Back in mid-December, Square Enix announced a major push into the mobile market beyond the ports and free-to-play cash-ins that have typified most of its current lineup. Mevius Final Fantasy is a title planned for iOS and Android, with the full development weight of the publisher behind it. Final Fantasy VI and VII director and XIII producer Yoshinori Kitase is producing the title and he's serious about it. According to the game's teaser site, Kitase's team is "crafting a full-scale, high-quality RPG world the likes of which has never been seen on smartphones and tablets."
"This is the end product of longtime Final Fantasy creator bringing the series to mobile - and things will never be the same," Kitase added.
Final Fantasy VII, VIII, X, and Kingdom Hearts scenario writer Kazushige Nojima is crafting the story, while Lightning Returns costume designer and Final Fantasy IX character designer Toshiyuki Itahana is lending his artistic style to Mevius as character designer. The official site also includes some key art for the titles, including the design of game's unnamed main character.
The reception to this design has been interesting. It depicts a male character in what could charitably be called a one piece bathing suit, though the entire back of it is missing and someone has taken a razor to the leggings. Depending on the shot, there's also armor covering the character's arms and legs; this hints at possible visual armor customization. Honestly, Mevius' look makes me think the game will be Final Fantasy: Revengeance with Infinity Blade-style gameplay.
Some have expressed distaste in the design, due to the feminine nature of the outfit. Take these comments from this NeoGAF thread for example:
- "Dude looks like a lady. But impressive from a technical standpoint."
- "Is this what girls feel when they see games with girls wearing skimpy armor?"
- "Hope you can change your outfit."
- "Vaan (slightly up thread) is closer to sane male sexualization (though much like this guy he seems to excessively value his legs' protection).
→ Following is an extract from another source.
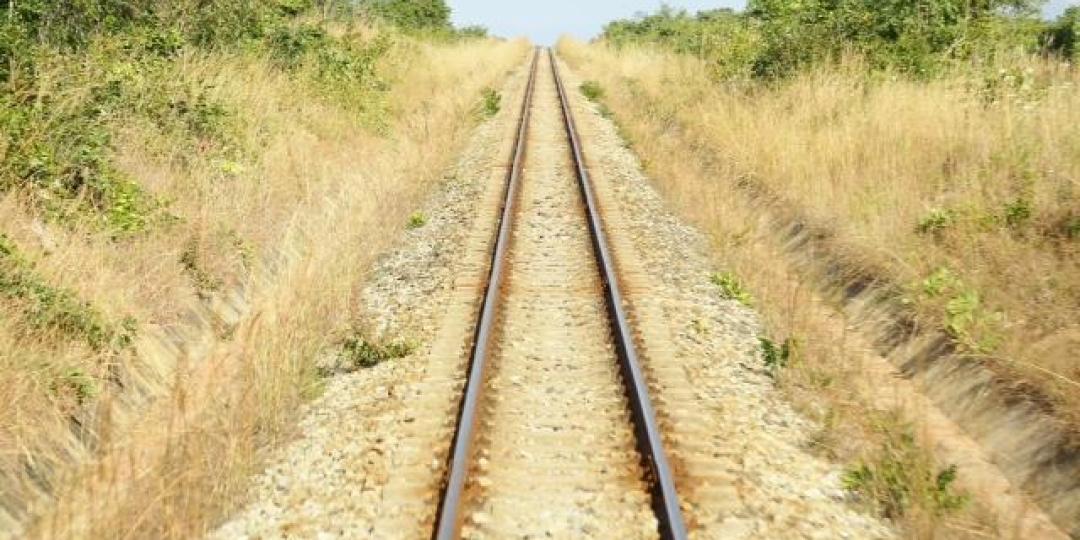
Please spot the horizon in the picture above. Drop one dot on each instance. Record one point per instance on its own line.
(543, 24)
It's more than the outfit is hilariously ridiculous. I mean, is that an apron or what?"
- "Honestly, this looks like a literal translation of some of Amano's designs. ....Waaaay too literal."
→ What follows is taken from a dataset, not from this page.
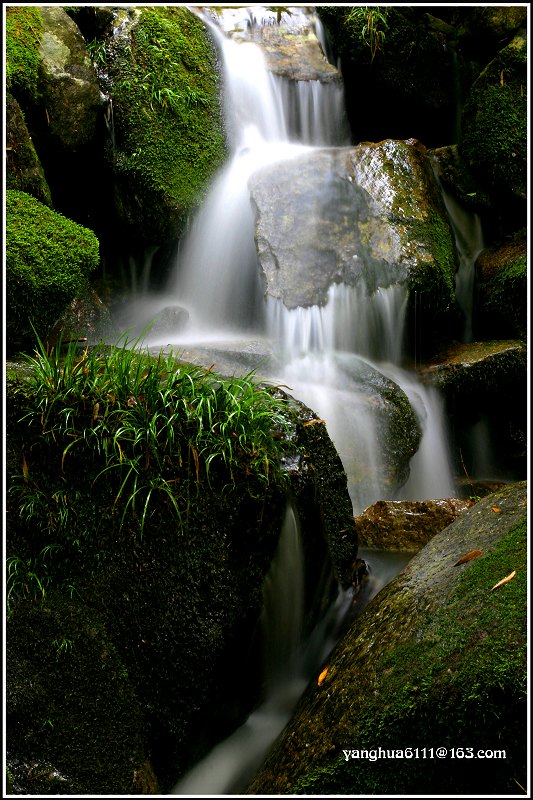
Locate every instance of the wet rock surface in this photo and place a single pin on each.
(404, 524)
(438, 657)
- "Man, this is male sexualization gone wrong. At least FFXV looks good in that regard."
You get the idea. The thing is, this design isn't anything particularly new for Square Enix. Vagrant Story's Ashley Riot laid claim to nearly the same exact design back in 2000. Players spent much of the game looking at Ashley's butt cheeks peeking out between his cut-out shorts. Vangrant Story's villain, Syndey Lossatarot wore much the same outfit.
Final Fantasy XII focus Vaan also leaned hard on the bishonen look with an open-chested vest and more feminine features. Play Final Fantasy XIV: A Realm Reborn and you'll run into the Subligar armor early on; the armor is equally skimpy for male and female characters and is only one of many sets that is that way for both sexes. Itahana has plowed this ground before as well: he designed Final Fantasy IX antagonist Kuja. Mevius' hero isn't treading a brand-new path for Square Enix.
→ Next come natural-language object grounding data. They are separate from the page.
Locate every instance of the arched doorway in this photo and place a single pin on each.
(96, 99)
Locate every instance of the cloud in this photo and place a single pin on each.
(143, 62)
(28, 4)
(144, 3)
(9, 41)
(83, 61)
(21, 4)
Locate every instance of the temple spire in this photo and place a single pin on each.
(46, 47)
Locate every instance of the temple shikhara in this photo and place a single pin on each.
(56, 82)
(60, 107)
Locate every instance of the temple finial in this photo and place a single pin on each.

I'm not a big fan of this design, but I'm also not a fan of similar designs on female characters. The interesting thing is this design takes frequent female armor tropes and applies them directly to a male character. We've seen looks like these before on Final Fantasy X-2 Rikku, Final Fantasy XII's Fran, and Final Fantasy XIII-2's Serah. Lightning Returns: Final Fantasy XIII has input from Itahana and is full of designs in the same vein, including Lightning's Lilitu, Coral Mermaid, Rhapsody in Rose, and Amazon Warrior outfits.
The truth is we've seen completely outlandish character designs in Square Enix games for a long time. Even the upcoming Final Fantasy XV - which features generally-sane clothing styles for its Jpop Arashi-style main cast - features Cidney (Gif via Kotaku), the series' first female Cid. It's not the best outfit for a mechanic, but I guess fighting soldiers and monsters in the latest styles from the DKNY isn't great either.
This can be true of many fictional worlds. The trick is to make sure that your character designs are true to the character and the world they inhabit. Designers should ask themselves if outlandish designs are to the character's benefit, or if they're there for simple fanservice; there's a sweet spot between form and function
For some, Mevius Final Fantasy's lead design is a chance for male players to peer through the looking glass and see what female players have gotten used to over the years. For others, it's the realization that some design don't make much sense. Some Mevius fans may just take it as the next great cosplay hurdle.
Whatever it is for you personally, it at least has people talking about Square Enix's first major Final Fantasy for iOS and Android. With no Vita or console release on the horizon, this may be your only non-remaster Final Fantasy fix this year. Final Fantasy Type-0 HD is coming in March, while Final Fantasy XV still has an underdetermined release date. Mevius Final Fantasy will be out this Spring in Japan and the North American release is still in the dark.
Will this be your next big Final Fantasy game?